Constant vigilance required
Road safety campaign Safe Speed has issued a statement condemning "the constant vigil on speed" that drivers must maintain. It said this attention is being misdirected by "a wholly unjustified obsession with one particular and rather insignificant factor, not for safety reasons but in order to comply with the law."
Paul Smith, founder of the campaign said: "We have been unable to identify any other law where simple compliance requires constant vigilance. This alone is a warning sign that speed limits are unlike other laws -- there's a risk that too much enforcement will remove attention from something more important. And of course that's exactly what's happening."
Smith said: "We get quite a few emails from people who have acquired nine licence points. They describe their driving experience as paranoid. We can't understand why anyone would be foolish enough to think that such paranoia makes good drivers. And it's just the same for all of us, only less so."

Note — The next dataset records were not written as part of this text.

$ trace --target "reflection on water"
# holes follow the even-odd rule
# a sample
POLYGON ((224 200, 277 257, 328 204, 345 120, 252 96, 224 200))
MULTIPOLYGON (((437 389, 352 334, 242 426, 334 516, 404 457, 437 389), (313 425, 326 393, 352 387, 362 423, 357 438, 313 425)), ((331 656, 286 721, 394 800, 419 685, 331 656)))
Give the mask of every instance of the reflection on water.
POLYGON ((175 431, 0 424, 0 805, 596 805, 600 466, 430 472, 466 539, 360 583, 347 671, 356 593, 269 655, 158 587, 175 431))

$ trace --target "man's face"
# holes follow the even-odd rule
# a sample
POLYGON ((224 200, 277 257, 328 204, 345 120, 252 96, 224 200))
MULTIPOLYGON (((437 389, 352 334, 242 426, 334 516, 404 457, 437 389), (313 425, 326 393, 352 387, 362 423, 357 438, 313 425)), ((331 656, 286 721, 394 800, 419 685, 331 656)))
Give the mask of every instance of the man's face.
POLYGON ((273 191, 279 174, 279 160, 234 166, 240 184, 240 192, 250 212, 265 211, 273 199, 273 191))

Last year, Safe Speed revealed that speeding is involved in under four per cent of all road crashes, and that number includes many behaviours far removed from normal responsible motoring. Examples include speeding drunks, speeding joyriders, and nutters racing on the highway.
Smith said: "Speed cameras are wasting precious driver attention and making the roads more dangerous. The DfT appears to be waking up to the facts. How much longer do we have to wait until the infernal devices are removed from our roads and drivers can end their needless vigil?"